Un emballeur agissant en tant que partenaire dans la chaîne d’approvisionnement d’Equifruit, une entreprise qui s’engage à intégrer les droits de la personne et le traitement équitable comme principes de base dans son modèle d’affaires. Photo : Equifruit

La deuxième forme de règles relève des usages, c’est-à-dire ce que le monde des affaires considère comme la réussite. Pendant la plus grande partie de son histoire, le terme « réussite » a signifié seulement une chose : le rendement pour les actionnaires.

Le travail à plus long terme du mouvement est d’élargir cette définition pour que la manière dont une entreprise traite son personnel et son environnement fasse partie intégrante des critères que la clientèle, les membres des conseils d’administration, les investisseuses et les investisseurs utilisent pour juger sa réussite.

Cette évolution a déjà commencé. Au Royaume-Uni, où les données ont été examinées le plus en détail, les B Corp lèvent maintenant 18 % plus de capitaux externes [en anglais] que les sociétés comparables. Les investisseuses et les investisseurs qui évaluaient avant uniquement les rendements commencent à récompenser les entreprises pour la manière dont elles traitent leurs employé.e.s, leurs communautés et l’environnement.

Le fait de contribuer à faire évoluer ces deux types de règles et d’être une entreprise responsable n’est plus quelque chose d’exceptionnel. Lorsque la loi exige de se soucier du personnel et de la planète et que le marché récompense cette démarche, une entreprise n’a plus besoin d’un logo pour prouver qu’elle agit en ce sens.

Réfléchissez à cette perspective : de manière contre-intuitive, la plus grande mesure de la réussite de ce mouvement sera le jour où le logo B Corp ne sera plus nécessaire. Nous œuvrons en vue de créer un monde qui fonctionne par défaut comme le font déjà les B Corp.
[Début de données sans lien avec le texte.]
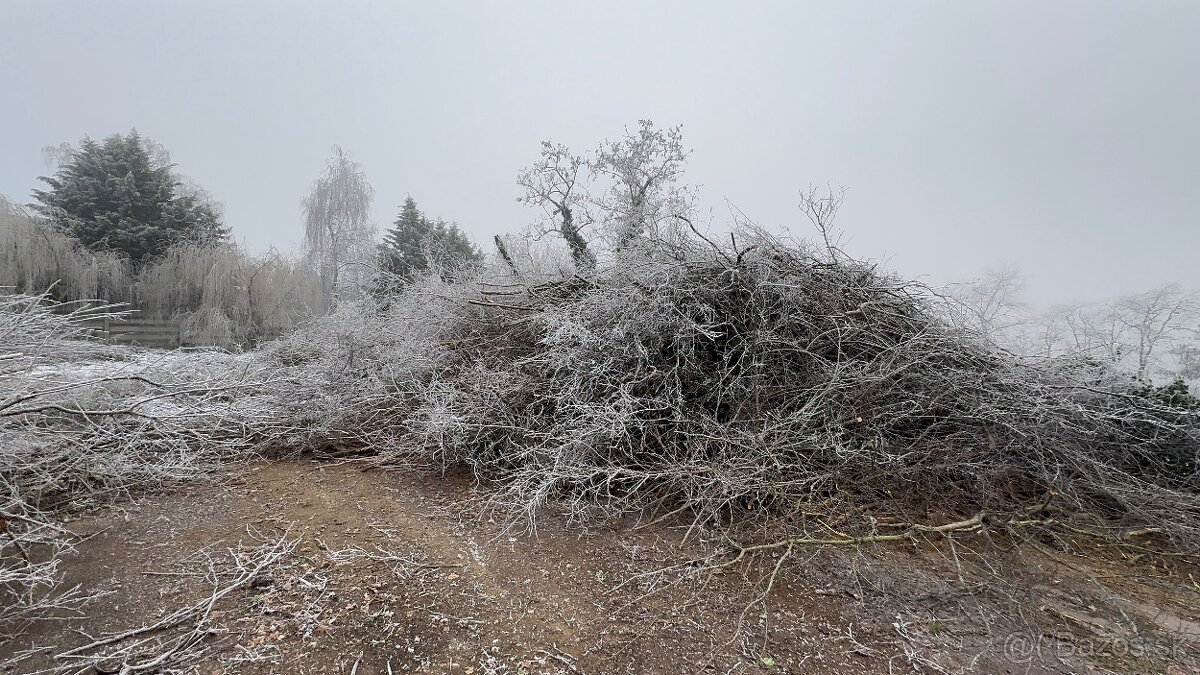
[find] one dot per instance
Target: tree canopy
(121, 195)
(414, 243)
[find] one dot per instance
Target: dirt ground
(397, 572)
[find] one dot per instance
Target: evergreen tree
(117, 196)
(414, 239)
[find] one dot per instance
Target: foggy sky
(1061, 137)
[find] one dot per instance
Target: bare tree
(1149, 320)
(555, 184)
(336, 211)
(991, 304)
(821, 208)
(645, 169)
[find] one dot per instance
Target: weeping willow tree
(227, 297)
(337, 236)
(35, 256)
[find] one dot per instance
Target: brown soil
(461, 593)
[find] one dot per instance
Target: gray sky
(1062, 137)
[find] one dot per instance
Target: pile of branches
(759, 375)
(84, 423)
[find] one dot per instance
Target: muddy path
(395, 572)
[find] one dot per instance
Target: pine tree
(117, 196)
(414, 242)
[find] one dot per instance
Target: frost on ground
(767, 404)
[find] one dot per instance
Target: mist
(1057, 138)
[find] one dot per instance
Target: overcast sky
(1061, 137)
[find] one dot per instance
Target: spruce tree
(414, 239)
(117, 196)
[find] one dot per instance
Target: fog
(1061, 138)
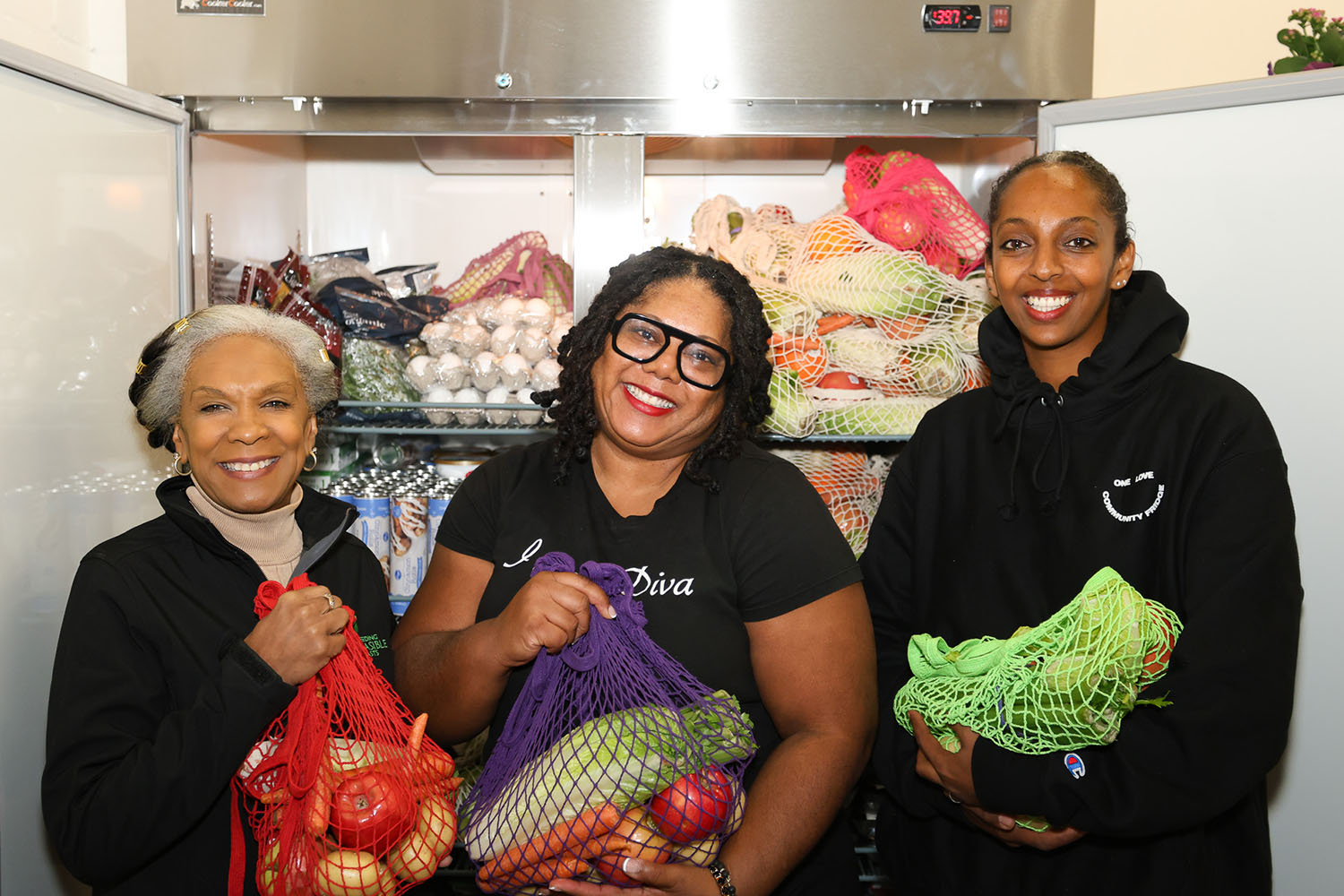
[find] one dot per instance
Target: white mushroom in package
(494, 351)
Concevoir le prochain chapitre (et réécrire les règles) pour faire du service aux personnes et à la planète une partie intégrante du monde des affaires

Les membres du studio d’animation LAIKA participent à la marche de la Fierté de Portland en 2024. Le studio est devenu une entreprise certifiée B en juin 2026. Photo : LAIKA Studios

La création d’un monde nouveau, plus responsable, redevable et durable sur le plan de la régénération ne relève pas du B Lab seul. Cela n’a jamais été le cas. Le mouvement a toujours été porté par les entreprises qui le composent. Et ce prochain chapitre leur appartient : aux entreprises qui obtiennent leur certification pour la première fois, aux multinationales qui respectent désormais les normes que les grandes sociétés maintenaient auparavant à distance, aux plus récent.e.s porte-flambeaux qui survivront aux fondatrices et aux fondateurs, ainsi qu’aux régions où le mouvement est nouveau et en pleine croissance.
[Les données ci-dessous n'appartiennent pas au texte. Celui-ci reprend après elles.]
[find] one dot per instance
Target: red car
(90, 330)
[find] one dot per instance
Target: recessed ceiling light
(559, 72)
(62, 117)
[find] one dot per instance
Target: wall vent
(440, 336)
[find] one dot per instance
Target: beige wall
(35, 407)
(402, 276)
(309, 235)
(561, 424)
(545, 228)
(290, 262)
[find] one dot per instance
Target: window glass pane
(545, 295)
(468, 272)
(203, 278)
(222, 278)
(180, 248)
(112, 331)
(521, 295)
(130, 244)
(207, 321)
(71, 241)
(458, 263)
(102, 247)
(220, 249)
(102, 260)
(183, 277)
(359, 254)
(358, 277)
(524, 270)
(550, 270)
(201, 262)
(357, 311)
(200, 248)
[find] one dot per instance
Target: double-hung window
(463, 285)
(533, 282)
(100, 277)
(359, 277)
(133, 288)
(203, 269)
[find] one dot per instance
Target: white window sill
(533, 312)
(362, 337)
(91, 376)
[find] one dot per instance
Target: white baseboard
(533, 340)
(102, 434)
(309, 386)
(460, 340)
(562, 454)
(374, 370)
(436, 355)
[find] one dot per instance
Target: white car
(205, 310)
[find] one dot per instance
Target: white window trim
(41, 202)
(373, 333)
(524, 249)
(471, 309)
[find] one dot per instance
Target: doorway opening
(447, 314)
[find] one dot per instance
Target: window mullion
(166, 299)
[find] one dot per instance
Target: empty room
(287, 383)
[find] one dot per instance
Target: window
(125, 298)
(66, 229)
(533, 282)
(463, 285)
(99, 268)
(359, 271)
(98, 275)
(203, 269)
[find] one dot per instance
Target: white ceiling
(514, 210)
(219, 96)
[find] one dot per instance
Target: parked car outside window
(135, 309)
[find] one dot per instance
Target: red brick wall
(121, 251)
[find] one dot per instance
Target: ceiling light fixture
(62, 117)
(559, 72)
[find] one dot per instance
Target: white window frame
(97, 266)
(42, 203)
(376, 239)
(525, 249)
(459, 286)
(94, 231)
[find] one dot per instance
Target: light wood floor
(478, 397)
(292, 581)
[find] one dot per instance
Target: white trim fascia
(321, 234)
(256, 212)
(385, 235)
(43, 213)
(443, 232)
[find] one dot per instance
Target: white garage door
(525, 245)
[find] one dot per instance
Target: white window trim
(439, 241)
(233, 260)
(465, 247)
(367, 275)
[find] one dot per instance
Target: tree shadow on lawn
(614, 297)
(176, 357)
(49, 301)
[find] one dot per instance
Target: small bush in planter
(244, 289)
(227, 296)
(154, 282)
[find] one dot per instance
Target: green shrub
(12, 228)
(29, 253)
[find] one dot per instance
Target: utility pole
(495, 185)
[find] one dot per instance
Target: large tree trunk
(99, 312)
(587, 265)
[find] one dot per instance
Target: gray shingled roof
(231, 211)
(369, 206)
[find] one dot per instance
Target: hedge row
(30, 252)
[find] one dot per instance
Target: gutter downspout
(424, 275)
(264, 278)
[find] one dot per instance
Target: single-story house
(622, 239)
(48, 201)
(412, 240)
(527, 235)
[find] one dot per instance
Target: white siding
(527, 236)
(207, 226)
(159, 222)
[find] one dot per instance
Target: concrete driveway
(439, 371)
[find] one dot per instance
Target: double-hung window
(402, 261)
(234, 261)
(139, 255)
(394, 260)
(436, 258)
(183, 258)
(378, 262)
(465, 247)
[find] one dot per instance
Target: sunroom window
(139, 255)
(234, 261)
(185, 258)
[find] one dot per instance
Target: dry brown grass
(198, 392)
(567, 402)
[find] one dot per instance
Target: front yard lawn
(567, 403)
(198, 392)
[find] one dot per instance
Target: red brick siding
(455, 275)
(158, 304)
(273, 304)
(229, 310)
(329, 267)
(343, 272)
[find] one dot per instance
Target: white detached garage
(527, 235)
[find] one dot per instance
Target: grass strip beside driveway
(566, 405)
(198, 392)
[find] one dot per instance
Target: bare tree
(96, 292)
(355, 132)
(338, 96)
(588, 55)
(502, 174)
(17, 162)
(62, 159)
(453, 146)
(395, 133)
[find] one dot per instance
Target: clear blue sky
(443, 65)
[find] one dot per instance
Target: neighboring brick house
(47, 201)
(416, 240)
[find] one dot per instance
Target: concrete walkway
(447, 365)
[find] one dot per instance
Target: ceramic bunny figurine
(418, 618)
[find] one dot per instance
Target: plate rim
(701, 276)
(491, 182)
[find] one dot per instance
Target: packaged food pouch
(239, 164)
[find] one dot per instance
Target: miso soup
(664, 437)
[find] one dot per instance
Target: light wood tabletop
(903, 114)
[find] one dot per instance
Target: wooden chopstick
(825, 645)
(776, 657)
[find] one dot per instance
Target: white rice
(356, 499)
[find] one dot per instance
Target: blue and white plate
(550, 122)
LAIKA [en anglais] compte parmi ces dernières et derniers porte-flambeaux qui ont rejoint nos rangs, à notre plus grande joie. Comme le B Lab, le studio d’animation a récemment célébré ses vingt ans. Il a marqué l’événement en obtenant sa certification.

« Le fait de devenir une entreprise certifiée B », a déclaré le directeur du marketing et de l’exploitation de LAIKA, David Burke, « est une étape significative qui nous tient responsable tandis que nous continuons d’améliorer la manière dont nous soutenons notre personnel, notre communauté et l’environnement. »

Les fondateurs du B Lab, de gauche à droite : Bart Houlahan, Jay Coen Gilbert et Andrew Kassoy.

Il y a vingt ans, des amis se sont demandé si une entreprise pouvait être évaluée en tenant compte d’autres critères que ses bénéfices. Ils ont créé les outils pour répondre à cette question. La génération qui a suivi les a rendu suffisamment stricts pour consolider un mouvement fort de milliers d’entreprises.

Le travail qui nous attend maintenant consiste à inscrire ce que ces entreprises ont démontré dans les règles qui gouvernent le reste du monde. Voilà ce que signifie faire avancer le mouvement, et faire de l’exception la règle.